IfADo-Leibniz Research Centre for Working Environment and Human Factors at the Technical University Dortmund, Ardeystraße 67, Dortmund, Germany.
J Mol Med (Berl). 2017 Jun;95(6):653-663. doi: 10.1007/s00109-017-1526-4. Epub 2017 Mar 7.
Transforming growth factor β (TGF-β) is a critical regulator of bone density owing to its multiple effects on cell growth and differentiation. Recently, we have shown that TGF-β effectively blocks bone morphogenetic protein (BMP) induced maturation of osteoblasts by upregulating histone deacetylase (HDAC) activity. The current study aimed at investigating the effect of rhTGF-β treatment on the expression of specific HDACs and their cellular effects, e.g., microtubule structures (primary cilia) and mechanosensation. Exposure to TGF-β most significantly induced expression of HDAC6 both on gene and protein level. Being most abundant in the cytoplasm HDAC6 effectively deacetylates microtubule structures. Thus, TGF-β-induced expression of HDAC6 led to deformation and shortening of primary cilia as well as to reduced numbers of ciliated cells. Primary cilia are described to sense mechanical stimuli. Thus, fluid flow was applied to the cells, which stimulated osteoblast function (AP activity and matrix mineralization). Compromised primary cilia in TGF-β-treated cells were associated with reduced osteogenic function, despite exposure to fluid flow conditions. Chemical inhibition of HDAC6 with Tubacin restored primary cilium structure and length. These cells showed improved osteogenic function especially under fluid flow conditions. Summarizing our results, TGF-β impairs human osteoblast maturation partially via HDAC6-mediated distortion and/or shortening of primary cilia. This knowledge opens up new treatment options for trauma patients with chronically elevated TGF-β-levels (e.g., diabetics), which frequently suffer from delayed fracture healing despite adequate mechanical stimulation.

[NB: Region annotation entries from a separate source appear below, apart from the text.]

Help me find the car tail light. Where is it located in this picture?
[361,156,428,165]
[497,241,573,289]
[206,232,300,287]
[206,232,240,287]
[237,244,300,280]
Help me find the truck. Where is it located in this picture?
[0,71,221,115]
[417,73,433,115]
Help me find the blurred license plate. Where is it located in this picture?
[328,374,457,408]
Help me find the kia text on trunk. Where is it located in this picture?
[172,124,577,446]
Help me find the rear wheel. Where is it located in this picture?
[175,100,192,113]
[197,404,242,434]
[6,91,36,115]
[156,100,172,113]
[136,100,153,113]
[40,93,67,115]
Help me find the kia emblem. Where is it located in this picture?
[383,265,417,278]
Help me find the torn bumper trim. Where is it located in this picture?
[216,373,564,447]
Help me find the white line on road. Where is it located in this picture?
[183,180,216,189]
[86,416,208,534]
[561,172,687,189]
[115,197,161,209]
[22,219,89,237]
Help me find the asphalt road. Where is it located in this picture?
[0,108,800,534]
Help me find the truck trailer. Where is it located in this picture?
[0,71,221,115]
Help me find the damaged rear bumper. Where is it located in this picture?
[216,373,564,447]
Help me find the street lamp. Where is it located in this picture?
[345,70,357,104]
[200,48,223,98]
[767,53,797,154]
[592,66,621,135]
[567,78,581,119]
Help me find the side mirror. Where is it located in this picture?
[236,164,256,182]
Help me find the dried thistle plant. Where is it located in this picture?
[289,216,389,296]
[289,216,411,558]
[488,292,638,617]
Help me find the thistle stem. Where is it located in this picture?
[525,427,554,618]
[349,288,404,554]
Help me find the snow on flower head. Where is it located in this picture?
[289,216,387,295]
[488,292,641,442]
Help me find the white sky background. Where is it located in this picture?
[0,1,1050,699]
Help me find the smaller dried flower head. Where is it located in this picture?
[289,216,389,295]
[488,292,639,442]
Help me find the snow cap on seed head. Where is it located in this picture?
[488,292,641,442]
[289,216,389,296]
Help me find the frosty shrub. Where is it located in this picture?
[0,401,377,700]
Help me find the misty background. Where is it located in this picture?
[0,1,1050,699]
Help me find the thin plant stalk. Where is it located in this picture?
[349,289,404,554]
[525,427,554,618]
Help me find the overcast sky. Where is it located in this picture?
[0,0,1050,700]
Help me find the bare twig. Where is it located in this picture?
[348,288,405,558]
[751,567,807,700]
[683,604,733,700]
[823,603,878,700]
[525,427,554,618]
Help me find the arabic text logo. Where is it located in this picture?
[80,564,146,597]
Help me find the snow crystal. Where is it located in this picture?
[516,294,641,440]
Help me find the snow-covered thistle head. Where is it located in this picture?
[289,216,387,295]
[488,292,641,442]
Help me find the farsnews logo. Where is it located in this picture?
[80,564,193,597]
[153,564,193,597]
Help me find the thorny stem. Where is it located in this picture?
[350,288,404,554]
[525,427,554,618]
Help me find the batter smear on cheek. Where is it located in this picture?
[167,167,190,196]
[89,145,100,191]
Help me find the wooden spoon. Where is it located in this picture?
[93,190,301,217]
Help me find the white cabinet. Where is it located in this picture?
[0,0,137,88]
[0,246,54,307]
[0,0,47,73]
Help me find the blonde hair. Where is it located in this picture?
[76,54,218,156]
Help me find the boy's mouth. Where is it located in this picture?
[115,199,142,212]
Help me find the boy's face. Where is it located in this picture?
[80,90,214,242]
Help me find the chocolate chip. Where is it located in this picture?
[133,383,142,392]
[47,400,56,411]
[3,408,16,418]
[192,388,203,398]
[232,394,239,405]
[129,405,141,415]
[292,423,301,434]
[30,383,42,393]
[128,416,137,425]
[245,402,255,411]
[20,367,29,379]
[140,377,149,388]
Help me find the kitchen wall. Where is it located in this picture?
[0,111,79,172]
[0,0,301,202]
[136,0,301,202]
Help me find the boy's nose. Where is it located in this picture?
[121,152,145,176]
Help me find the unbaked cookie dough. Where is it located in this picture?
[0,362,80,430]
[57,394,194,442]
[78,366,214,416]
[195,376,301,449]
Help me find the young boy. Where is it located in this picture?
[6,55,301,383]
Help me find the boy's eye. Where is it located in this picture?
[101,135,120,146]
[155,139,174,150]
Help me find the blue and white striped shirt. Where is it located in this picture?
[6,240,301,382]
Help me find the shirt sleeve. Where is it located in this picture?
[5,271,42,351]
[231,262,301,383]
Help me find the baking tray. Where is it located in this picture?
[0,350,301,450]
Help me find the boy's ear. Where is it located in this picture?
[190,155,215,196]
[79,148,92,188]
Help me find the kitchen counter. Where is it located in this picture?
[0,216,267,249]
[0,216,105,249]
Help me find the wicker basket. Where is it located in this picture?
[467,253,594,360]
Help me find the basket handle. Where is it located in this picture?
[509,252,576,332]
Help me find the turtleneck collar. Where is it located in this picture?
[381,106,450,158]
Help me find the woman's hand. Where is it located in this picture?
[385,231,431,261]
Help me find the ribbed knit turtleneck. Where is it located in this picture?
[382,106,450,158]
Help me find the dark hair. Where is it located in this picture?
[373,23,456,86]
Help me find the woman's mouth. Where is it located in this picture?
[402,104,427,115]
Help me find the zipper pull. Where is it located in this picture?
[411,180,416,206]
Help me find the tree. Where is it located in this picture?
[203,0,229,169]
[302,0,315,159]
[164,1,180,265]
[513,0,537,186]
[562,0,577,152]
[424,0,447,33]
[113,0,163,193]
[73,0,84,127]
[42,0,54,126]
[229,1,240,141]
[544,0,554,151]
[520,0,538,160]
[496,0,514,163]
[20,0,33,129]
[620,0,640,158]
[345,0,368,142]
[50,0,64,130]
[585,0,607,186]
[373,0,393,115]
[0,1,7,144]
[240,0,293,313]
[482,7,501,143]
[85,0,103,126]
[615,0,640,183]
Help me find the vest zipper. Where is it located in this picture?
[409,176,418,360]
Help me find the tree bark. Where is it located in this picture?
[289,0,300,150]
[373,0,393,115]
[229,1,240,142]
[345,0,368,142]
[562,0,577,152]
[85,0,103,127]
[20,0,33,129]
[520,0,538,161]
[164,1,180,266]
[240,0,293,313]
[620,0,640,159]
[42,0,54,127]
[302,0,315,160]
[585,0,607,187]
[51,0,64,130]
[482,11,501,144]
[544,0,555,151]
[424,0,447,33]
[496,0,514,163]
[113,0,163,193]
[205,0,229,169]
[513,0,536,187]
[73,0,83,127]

Exposure to TGF-β induces expression of HDAC6 in human osteoblasts. TGF-β exposed human osteoblasts show less and distorted primary cilia. TGF-β exposed human osteoblasts are less sensitive towards mechanical stimulation. Mechanosensation can be recovered by HDAC6 inhibitor Tubacin in human osteoblasts.
转化生长因子β(TGF-β)因其对细胞生长和分化的多种作用,是骨密度的关键调节因子。最近,我们发现TGF-β通过上调组蛋白去乙酰化酶(HDAC)活性,有效阻断骨形态发生蛋白(BMP)诱导的成骨细胞成熟。本研究旨在探讨重组人TGF-β处理对特定HDAC表达及其细胞效应的影响,如微管结构(初级纤毛)和机械感受。暴露于TGF-β最显著地在基因和蛋白质水平上诱导HDAC6的表达。HDAC6在细胞质中含量最丰富,能有效使微管结构去乙酰化。因此,TGF-β诱导的HDAC6表达导致初级纤毛变形和缩短,以及纤毛细胞数量减少。初级纤毛被描述为可感知机械刺激。因此,对细胞施加流体流动,刺激成骨细胞功能(碱性磷酸酶活性和基质矿化)。尽管处于流体流动条件下,但TGF-β处理的细胞中受损的初级纤毛与成骨功能降低有关。用Tubacin对HDAC6进行化学抑制可恢复初级纤毛的结构和长度。这些细胞显示出改善的成骨功能,尤其是在流体流动条件下。总结我们的结果,TGF-β通过HDAC6介导的初级纤毛扭曲和/或缩短部分损害人成骨细胞成熟。这一知识为TGF-β水平长期升高的创伤患者(如糖尿病患者)开辟了新的治疗选择,这些患者尽管有足够的机械刺激,但经常遭受骨折愈合延迟的困扰。
暴露于TGF-β会诱导人成骨细胞中HDAC6的表达。暴露于TGF-β的人成骨细胞显示初级纤毛较少且变形。暴露于TGF-β的人成骨细胞对机械刺激不太敏感。HDAC6抑制剂Tubacin可恢复人成骨细胞的机械感受。